10 times better could mean more conversions, a faster/more secure checkout for
an e-commerce website, or just a prettier brochure one.

These kind of statements are too vague on their own, you have to put some meat
around to show me _why_ it'll be better.

But hey, sometimes you have to make the sale. If the clients are paying and
they're happy after the project is complete, then there's nothing to worry.
It's marketing and advertisement working.

------
Kliment
The best thing you can do is satisfy all user expectations, including the ones
they do not know they have. People love being positively surprised.
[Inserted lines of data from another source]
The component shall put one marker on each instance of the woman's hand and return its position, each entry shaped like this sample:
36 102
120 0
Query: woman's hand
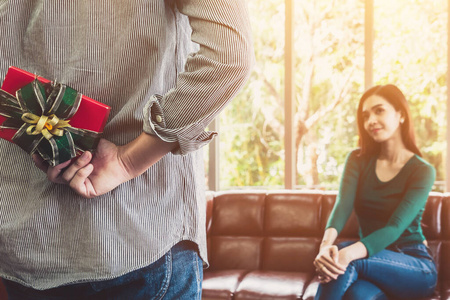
327 264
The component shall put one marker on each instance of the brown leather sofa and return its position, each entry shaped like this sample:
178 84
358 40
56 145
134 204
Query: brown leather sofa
261 245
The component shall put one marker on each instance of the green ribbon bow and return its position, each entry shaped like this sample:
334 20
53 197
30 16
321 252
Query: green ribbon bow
41 114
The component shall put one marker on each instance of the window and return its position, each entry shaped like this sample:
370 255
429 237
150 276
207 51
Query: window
336 50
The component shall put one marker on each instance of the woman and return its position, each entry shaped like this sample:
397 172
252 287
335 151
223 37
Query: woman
387 183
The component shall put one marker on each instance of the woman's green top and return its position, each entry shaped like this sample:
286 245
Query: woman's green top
389 213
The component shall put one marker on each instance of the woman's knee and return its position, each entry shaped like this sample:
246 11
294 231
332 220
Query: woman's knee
362 289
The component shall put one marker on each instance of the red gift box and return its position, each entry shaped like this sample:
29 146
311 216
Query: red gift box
91 115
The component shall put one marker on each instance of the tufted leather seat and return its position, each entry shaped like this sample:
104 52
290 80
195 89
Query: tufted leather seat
261 245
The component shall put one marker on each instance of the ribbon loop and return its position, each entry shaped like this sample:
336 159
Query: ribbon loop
48 126
40 114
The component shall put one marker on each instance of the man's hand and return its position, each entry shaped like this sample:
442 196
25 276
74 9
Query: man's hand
90 175
111 165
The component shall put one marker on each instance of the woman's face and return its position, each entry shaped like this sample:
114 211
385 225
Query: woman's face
381 120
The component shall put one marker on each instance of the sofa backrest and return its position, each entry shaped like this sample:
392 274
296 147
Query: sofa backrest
282 230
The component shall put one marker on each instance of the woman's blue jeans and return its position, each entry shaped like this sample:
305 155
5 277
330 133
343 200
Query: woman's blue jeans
406 272
176 275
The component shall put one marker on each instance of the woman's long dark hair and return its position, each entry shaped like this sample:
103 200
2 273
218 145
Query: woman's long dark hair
395 97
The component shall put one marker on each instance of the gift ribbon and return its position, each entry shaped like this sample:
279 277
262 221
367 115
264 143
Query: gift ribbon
41 115
48 126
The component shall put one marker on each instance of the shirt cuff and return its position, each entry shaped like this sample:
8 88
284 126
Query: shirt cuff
189 138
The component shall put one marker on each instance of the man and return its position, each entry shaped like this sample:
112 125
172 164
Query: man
126 222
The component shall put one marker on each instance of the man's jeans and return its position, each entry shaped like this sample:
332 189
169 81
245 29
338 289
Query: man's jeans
176 275
407 272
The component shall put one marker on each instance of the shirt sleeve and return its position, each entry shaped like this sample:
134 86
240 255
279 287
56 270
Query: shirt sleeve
415 198
211 78
345 199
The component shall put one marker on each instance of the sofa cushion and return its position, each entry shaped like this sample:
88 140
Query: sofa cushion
290 254
272 285
221 284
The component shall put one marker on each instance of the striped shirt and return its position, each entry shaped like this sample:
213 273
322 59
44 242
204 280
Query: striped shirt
165 67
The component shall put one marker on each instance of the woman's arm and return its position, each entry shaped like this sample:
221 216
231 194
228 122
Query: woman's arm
414 200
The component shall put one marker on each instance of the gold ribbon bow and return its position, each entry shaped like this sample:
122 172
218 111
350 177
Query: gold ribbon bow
48 126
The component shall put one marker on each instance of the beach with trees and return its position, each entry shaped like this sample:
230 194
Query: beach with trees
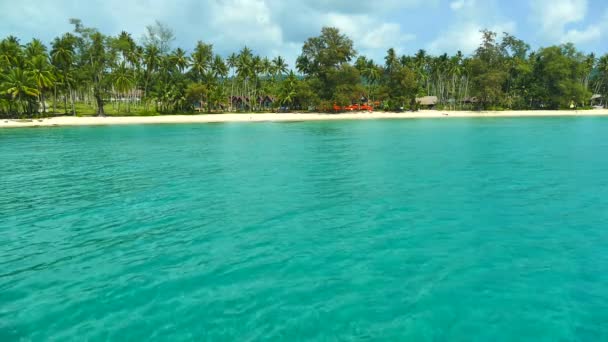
88 73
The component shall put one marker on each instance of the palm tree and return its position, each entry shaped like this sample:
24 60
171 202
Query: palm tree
201 61
152 60
232 63
62 58
10 52
123 81
280 66
180 60
34 48
390 61
42 75
19 86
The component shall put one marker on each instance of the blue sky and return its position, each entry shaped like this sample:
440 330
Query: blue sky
272 27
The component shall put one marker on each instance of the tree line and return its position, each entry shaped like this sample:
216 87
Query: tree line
86 72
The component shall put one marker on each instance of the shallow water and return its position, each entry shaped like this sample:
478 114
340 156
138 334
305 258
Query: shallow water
420 230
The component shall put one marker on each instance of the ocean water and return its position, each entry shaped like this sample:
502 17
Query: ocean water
412 230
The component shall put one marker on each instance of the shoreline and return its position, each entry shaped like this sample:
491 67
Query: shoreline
282 117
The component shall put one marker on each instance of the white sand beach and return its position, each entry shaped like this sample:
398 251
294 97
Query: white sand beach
280 117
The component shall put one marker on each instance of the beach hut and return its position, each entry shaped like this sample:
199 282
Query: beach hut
266 101
240 102
427 101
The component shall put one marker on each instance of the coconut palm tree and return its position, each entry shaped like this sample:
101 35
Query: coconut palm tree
62 58
122 80
10 52
201 61
20 87
34 48
232 61
42 74
280 66
180 60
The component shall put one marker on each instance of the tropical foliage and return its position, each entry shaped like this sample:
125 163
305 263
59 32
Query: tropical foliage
87 72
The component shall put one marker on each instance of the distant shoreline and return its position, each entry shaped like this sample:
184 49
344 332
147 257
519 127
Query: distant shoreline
281 117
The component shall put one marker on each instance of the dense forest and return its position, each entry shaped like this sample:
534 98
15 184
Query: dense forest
85 72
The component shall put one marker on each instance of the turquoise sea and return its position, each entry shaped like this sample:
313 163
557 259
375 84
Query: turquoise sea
403 230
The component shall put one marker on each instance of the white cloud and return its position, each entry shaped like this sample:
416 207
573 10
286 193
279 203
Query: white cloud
465 37
461 4
590 34
554 15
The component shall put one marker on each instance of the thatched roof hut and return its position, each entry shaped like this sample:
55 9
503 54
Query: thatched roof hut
429 101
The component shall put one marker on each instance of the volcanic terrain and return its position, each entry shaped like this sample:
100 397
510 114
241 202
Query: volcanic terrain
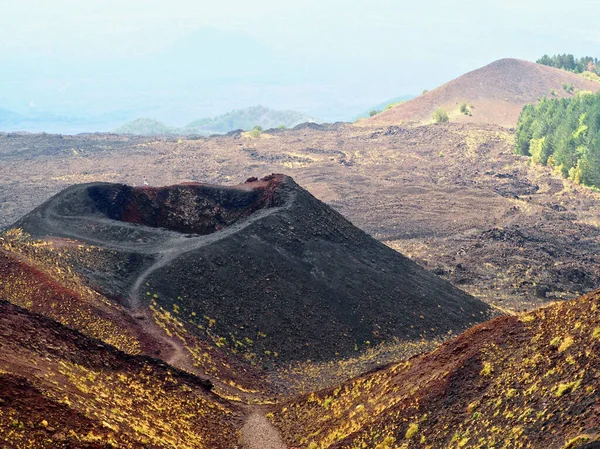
254 315
528 381
263 269
494 94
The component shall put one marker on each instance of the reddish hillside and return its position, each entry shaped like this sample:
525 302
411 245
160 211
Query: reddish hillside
528 381
61 389
497 93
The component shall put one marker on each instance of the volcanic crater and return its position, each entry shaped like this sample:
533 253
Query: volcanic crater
263 270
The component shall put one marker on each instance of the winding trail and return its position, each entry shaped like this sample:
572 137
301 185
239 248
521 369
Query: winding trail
259 433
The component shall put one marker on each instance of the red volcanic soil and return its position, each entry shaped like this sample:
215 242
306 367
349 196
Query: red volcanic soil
497 93
531 380
60 389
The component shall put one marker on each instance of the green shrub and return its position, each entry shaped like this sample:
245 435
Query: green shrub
440 116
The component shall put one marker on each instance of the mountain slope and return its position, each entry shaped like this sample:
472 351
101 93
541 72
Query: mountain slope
497 93
244 119
263 270
528 381
247 119
60 389
145 127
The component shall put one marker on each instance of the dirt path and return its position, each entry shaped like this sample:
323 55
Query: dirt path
259 433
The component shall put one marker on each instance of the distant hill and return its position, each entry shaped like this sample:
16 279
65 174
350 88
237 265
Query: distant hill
244 119
381 106
8 118
494 94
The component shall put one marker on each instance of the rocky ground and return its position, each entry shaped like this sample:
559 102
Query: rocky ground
452 197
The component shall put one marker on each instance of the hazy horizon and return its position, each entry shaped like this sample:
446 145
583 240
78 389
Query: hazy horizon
108 62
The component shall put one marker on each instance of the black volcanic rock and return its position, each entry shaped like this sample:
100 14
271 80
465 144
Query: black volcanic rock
263 268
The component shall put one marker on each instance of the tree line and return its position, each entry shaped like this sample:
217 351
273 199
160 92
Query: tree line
572 64
564 134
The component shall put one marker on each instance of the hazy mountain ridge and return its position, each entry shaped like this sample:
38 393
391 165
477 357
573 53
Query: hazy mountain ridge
245 119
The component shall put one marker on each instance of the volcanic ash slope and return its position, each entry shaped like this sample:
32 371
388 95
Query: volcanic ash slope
263 268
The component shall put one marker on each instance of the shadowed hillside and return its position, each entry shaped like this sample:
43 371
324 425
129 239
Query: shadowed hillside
494 94
60 389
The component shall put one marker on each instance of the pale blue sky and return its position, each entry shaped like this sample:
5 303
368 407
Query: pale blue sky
179 60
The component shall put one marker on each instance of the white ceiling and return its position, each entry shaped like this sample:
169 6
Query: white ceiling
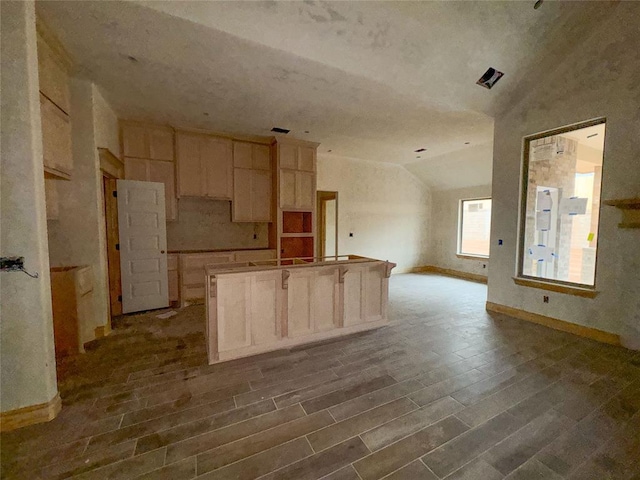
369 80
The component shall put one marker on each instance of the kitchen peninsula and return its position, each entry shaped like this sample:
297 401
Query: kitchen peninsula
256 307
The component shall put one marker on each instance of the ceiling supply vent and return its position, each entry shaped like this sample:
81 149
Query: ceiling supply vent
490 78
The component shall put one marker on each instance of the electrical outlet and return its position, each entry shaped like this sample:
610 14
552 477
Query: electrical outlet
11 264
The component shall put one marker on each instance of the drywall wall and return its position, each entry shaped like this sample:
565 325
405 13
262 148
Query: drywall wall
206 225
27 365
105 122
78 236
385 207
444 215
584 86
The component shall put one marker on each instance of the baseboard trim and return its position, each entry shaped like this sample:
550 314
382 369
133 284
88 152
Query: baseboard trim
474 277
556 324
22 417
So the
proposition is this: By the model of your partner, you create expectations for
users, and then satisfy them. This essentially means people get excited about
something, wait for it, and, at best, it eventually happens. So they think
"Yeah, it's finally here.". Your proposition is to keep all that but also have
them think "Yeah, it's finally here, and it's even BETTER than I thought it
would be!". This is distinct from surprise releases and no release schedules,
which I suppose is what your partner is thinking about. Raising client
expectations is an excellent idea. Exceeding those new expectations is even
more excellent. Promise something good. Deliver something better.

------
stonemetal
Expectations should be just right. Low expectations is lost business. If I
don't think You can solve my problem or not solve it well, why do business
with you? Elevated expectations are lost repeat business. If you promise steak
but deliver hamburger, why would I come back?